In this experiment, THE PHP fastCGI working mode is used. If nginx connects to the upstream service by proxy, fastcgi_connect_timeout, fastcgi_read_timeout, Replace fastcgi_SEND_timeout with proxy_connect_TIMEOUT, proxy_read_timeout, and proxy_send_timeout.

conclusion

The cause of 504 is relatively simple. Generally, the execution time of the upstream service exceeds the waiting time of nGINx. This situation is caused by the time-consuming service of the upstream service, or the connection to the upstream server times out. From the above experiment, the cause of the latter is more difficult to trace, because in this case the connection exists, but cannot be connected. Fortunately, the 504 usually changes to 502 after a period of time.
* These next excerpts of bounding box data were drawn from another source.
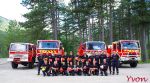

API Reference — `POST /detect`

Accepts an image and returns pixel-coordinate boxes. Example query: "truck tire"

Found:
[130,62,137,68]
[28,62,34,69]
[28,58,35,69]
[11,62,18,69]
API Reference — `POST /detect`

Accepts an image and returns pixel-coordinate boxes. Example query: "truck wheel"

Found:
[28,58,35,69]
[11,62,18,69]
[28,62,34,69]
[130,62,137,68]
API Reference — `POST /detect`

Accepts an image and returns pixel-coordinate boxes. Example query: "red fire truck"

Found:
[112,40,141,67]
[37,40,64,56]
[78,41,107,56]
[8,43,36,69]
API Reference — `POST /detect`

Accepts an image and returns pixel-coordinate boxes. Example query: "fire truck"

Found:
[8,43,36,69]
[112,40,141,67]
[78,41,107,56]
[37,40,64,56]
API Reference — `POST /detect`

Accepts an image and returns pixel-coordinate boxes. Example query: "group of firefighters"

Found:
[38,51,119,76]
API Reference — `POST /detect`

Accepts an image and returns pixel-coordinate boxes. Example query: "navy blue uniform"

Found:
[107,56,112,74]
[38,56,44,75]
[81,55,88,67]
[99,54,107,64]
[67,65,75,76]
[41,63,50,76]
[112,54,119,74]
[67,55,74,65]
[100,63,108,76]
[52,64,59,76]
[83,64,91,75]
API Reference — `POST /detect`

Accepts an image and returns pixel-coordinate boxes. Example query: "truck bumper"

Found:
[7,58,28,62]
[120,57,141,64]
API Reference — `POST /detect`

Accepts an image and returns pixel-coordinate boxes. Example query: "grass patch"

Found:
[139,59,150,64]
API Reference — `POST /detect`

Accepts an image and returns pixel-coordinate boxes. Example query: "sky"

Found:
[0,0,70,22]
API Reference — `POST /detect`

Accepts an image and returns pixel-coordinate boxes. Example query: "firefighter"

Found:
[67,51,74,65]
[75,53,82,67]
[55,52,61,67]
[37,55,44,75]
[67,62,75,76]
[88,53,94,65]
[100,59,108,76]
[61,52,68,64]
[52,61,59,76]
[59,62,67,75]
[111,52,119,75]
[91,59,99,75]
[94,52,100,70]
[107,54,112,74]
[83,61,91,76]
[41,58,49,76]
[100,51,107,64]
[100,51,107,73]
[75,61,82,75]
[81,53,88,67]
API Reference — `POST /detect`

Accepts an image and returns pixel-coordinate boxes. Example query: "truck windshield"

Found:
[87,42,105,50]
[38,42,58,49]
[10,44,27,51]
[122,42,139,49]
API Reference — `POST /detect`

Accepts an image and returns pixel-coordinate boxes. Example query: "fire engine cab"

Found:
[78,41,106,56]
[8,43,36,69]
[112,40,141,67]
[37,40,64,56]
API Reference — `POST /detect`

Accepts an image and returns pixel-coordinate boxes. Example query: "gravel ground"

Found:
[0,58,150,83]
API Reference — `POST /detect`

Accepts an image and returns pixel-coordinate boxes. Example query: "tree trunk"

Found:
[140,24,148,61]
[109,0,113,44]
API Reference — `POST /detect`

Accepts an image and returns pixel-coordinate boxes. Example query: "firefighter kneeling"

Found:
[100,59,108,76]
[38,53,119,76]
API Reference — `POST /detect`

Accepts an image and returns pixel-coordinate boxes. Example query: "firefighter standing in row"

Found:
[111,52,119,75]
[100,51,107,75]
[37,56,44,75]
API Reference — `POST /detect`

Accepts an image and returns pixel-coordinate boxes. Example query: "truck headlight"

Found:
[9,54,14,58]
[22,54,28,59]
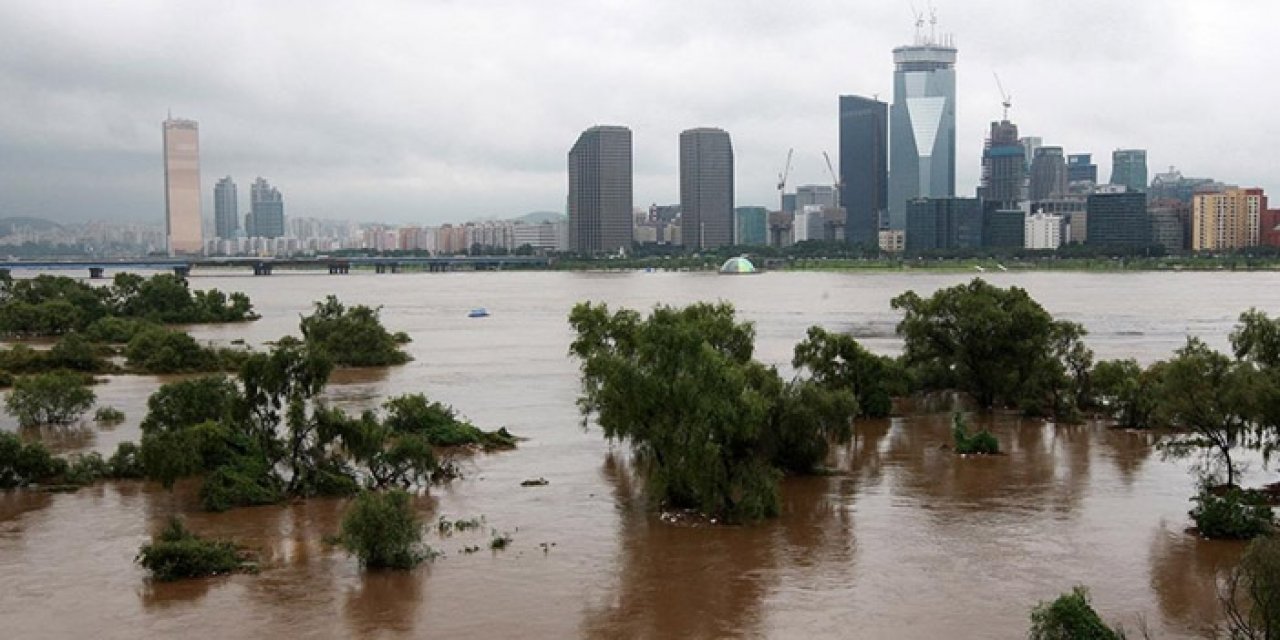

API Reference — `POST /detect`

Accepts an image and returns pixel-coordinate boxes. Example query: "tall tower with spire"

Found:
[888,10,956,229]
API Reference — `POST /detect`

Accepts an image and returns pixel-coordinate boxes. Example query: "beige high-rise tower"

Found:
[164,118,205,256]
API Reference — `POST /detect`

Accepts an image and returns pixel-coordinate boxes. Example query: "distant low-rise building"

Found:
[1023,211,1064,251]
[1192,187,1267,251]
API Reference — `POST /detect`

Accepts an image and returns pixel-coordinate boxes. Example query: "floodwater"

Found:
[0,273,1280,639]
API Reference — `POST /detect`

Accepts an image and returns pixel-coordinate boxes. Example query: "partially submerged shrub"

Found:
[951,413,1000,454]
[5,371,96,426]
[339,490,428,570]
[1189,486,1275,540]
[93,407,124,425]
[1027,586,1124,640]
[136,517,244,581]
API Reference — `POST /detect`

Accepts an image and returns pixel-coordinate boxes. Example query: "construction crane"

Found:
[822,151,845,206]
[778,148,796,211]
[991,72,1014,120]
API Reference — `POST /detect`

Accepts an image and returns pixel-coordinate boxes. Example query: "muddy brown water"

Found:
[0,273,1280,639]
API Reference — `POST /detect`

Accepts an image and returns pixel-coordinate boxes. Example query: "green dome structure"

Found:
[721,256,759,275]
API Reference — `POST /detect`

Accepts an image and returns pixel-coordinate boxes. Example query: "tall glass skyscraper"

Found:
[680,128,733,250]
[888,31,956,229]
[840,96,888,248]
[568,127,634,255]
[214,175,239,239]
[163,118,205,255]
[1111,148,1147,192]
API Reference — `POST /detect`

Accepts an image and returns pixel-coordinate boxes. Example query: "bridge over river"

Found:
[0,256,552,278]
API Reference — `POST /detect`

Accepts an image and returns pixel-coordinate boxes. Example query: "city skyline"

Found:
[0,1,1280,224]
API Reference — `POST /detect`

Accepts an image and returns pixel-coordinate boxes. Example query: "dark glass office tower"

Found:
[840,96,888,248]
[680,128,733,251]
[214,175,239,239]
[568,127,634,255]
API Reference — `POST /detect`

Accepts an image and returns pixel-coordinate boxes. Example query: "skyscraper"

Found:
[1030,147,1066,201]
[979,120,1027,207]
[214,175,239,239]
[906,197,982,253]
[1066,154,1098,184]
[680,128,733,251]
[888,22,956,229]
[244,178,284,238]
[163,118,205,255]
[568,125,632,255]
[1111,148,1147,192]
[733,206,769,246]
[840,96,888,248]
[1085,192,1151,247]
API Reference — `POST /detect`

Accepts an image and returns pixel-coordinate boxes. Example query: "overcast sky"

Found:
[0,0,1280,224]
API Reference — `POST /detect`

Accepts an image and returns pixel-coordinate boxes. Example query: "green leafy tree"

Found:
[0,431,67,489]
[1088,358,1165,429]
[136,517,246,581]
[5,372,96,426]
[892,279,1092,415]
[570,303,858,521]
[1158,338,1267,486]
[1027,586,1124,640]
[791,326,908,417]
[1220,536,1280,640]
[339,490,428,570]
[302,296,408,366]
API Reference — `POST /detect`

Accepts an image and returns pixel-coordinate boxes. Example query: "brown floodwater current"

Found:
[0,273,1280,639]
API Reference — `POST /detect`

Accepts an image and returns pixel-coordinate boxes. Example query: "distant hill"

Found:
[0,216,63,236]
[515,211,564,224]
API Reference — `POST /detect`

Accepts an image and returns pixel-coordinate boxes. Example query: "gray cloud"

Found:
[0,0,1280,223]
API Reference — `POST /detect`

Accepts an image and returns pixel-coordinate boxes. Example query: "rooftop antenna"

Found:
[911,3,924,45]
[991,72,1014,120]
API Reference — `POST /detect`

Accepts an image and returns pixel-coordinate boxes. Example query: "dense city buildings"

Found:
[982,202,1027,248]
[840,96,888,248]
[733,206,769,246]
[795,184,838,211]
[680,128,733,250]
[568,125,632,255]
[1029,146,1068,202]
[163,118,205,255]
[244,177,284,238]
[1147,197,1192,253]
[1023,209,1065,251]
[214,175,239,239]
[1192,187,1267,251]
[978,120,1027,206]
[1085,191,1151,247]
[1111,148,1147,192]
[888,31,956,229]
[1147,166,1226,205]
[905,197,982,253]
[1066,154,1098,187]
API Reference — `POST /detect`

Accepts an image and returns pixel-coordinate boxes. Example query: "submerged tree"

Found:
[892,279,1092,416]
[5,371,97,426]
[1160,338,1265,486]
[302,296,408,366]
[570,303,858,521]
[791,326,908,417]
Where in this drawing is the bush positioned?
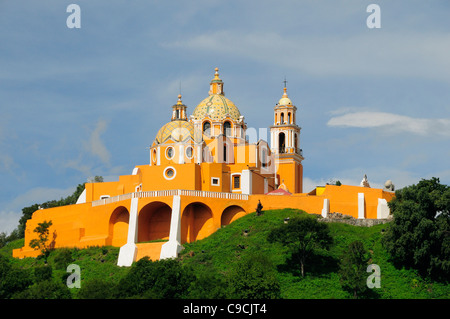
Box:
[13,280,71,299]
[229,253,280,299]
[77,278,115,299]
[0,255,32,299]
[34,266,52,282]
[383,177,450,280]
[118,257,194,299]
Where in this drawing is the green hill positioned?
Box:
[0,209,450,299]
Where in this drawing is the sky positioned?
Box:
[0,0,450,233]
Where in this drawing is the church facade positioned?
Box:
[13,68,393,266]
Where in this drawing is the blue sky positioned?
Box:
[0,0,450,233]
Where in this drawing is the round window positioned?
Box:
[186,146,193,158]
[164,166,177,180]
[166,147,174,159]
[166,168,174,178]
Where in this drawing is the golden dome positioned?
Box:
[192,94,241,121]
[153,120,194,144]
[192,68,241,121]
[278,88,292,105]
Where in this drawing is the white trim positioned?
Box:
[230,173,242,192]
[117,197,139,267]
[164,146,175,161]
[178,144,184,164]
[159,195,183,259]
[241,169,252,195]
[163,166,177,181]
[211,177,220,186]
[76,188,86,204]
[184,145,194,159]
[156,146,161,166]
[358,193,366,219]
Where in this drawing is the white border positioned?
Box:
[184,145,194,159]
[163,166,177,181]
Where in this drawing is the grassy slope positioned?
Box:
[181,209,450,299]
[0,209,450,298]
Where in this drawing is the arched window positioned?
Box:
[294,133,298,153]
[278,132,286,153]
[261,147,267,167]
[223,121,231,136]
[203,122,211,136]
[223,144,228,163]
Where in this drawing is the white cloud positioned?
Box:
[327,111,450,137]
[85,120,111,165]
[163,29,450,81]
[0,187,75,233]
[0,211,22,234]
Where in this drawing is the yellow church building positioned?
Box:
[13,68,394,266]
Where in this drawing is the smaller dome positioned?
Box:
[153,120,194,145]
[278,88,292,105]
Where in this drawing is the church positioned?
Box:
[13,68,394,266]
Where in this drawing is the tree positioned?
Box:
[16,184,86,241]
[339,240,369,298]
[267,216,333,277]
[383,177,450,279]
[30,220,52,259]
[117,257,194,299]
[229,253,280,299]
[0,255,33,299]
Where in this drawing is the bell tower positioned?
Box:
[171,94,187,121]
[270,84,304,193]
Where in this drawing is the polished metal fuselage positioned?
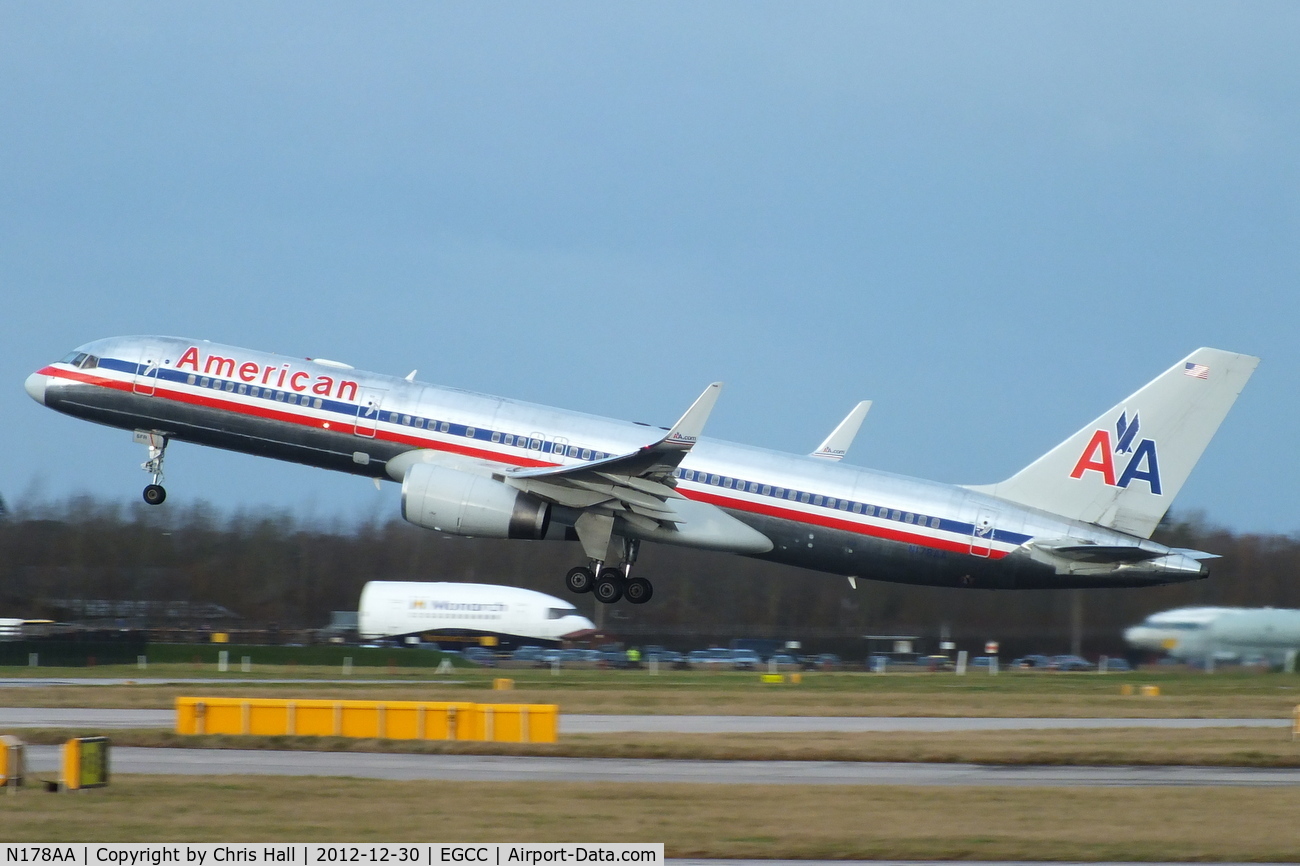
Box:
[32,337,1204,589]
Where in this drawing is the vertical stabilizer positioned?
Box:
[971,348,1260,538]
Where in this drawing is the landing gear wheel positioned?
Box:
[623,577,654,605]
[592,568,623,605]
[564,566,595,593]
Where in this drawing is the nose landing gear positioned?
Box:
[135,430,166,505]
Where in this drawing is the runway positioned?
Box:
[0,707,1291,733]
[17,746,1300,788]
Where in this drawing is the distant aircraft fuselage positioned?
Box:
[26,337,1258,602]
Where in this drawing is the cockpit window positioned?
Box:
[59,352,99,369]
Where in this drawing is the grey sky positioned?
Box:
[0,1,1300,532]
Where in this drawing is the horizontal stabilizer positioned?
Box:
[809,400,871,460]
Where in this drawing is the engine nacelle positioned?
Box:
[402,463,551,538]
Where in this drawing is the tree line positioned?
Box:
[0,497,1300,657]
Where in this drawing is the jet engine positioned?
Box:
[402,463,551,540]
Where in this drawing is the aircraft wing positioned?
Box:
[809,400,871,460]
[501,382,722,532]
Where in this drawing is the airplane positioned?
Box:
[26,337,1258,603]
[1125,607,1300,666]
[356,580,595,642]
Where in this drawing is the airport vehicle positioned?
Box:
[26,337,1258,603]
[356,580,595,644]
[1048,655,1093,671]
[915,655,956,671]
[1125,607,1300,664]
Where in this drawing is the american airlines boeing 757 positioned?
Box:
[26,337,1258,603]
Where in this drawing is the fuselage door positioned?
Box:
[971,508,997,557]
[131,346,161,397]
[355,387,384,438]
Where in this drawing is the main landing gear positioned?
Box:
[564,538,654,605]
[135,430,166,505]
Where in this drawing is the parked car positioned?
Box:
[867,653,896,671]
[1048,655,1096,671]
[460,646,497,667]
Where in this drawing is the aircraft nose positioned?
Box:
[23,373,49,406]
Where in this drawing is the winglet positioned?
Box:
[658,382,723,451]
[809,400,871,460]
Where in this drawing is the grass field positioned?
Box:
[0,664,1300,719]
[0,776,1300,862]
[0,664,1300,847]
[10,728,1300,767]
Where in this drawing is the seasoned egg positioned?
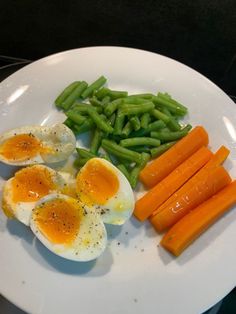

The cause of 502 is due to the failure of the upstream server, such as downtime, process killing, upstream service reset connection, process death, etc. Error 502 can be found in the nginx log as 104: Connection reset by peer, 113: Host is unreachable, 111: Connection refused.

There are some subtle differences related to how Nginx works that haven’t been thoroughly explored.

[^1]: This article shows that our previous setup, if PHP is not started first, then nginx will not start. This setup is not reasonable: one of nginx’s upstream services has problems, and as a result nginx will not be able to provide services. But this is not relevant to our demo, so it is not covered in the text.

[^2]: Nginx knows PHP is not reachable and does not send TCP requests. It was found in the experiment that 502 in this case had a delay of about 3s, for unknown reasons.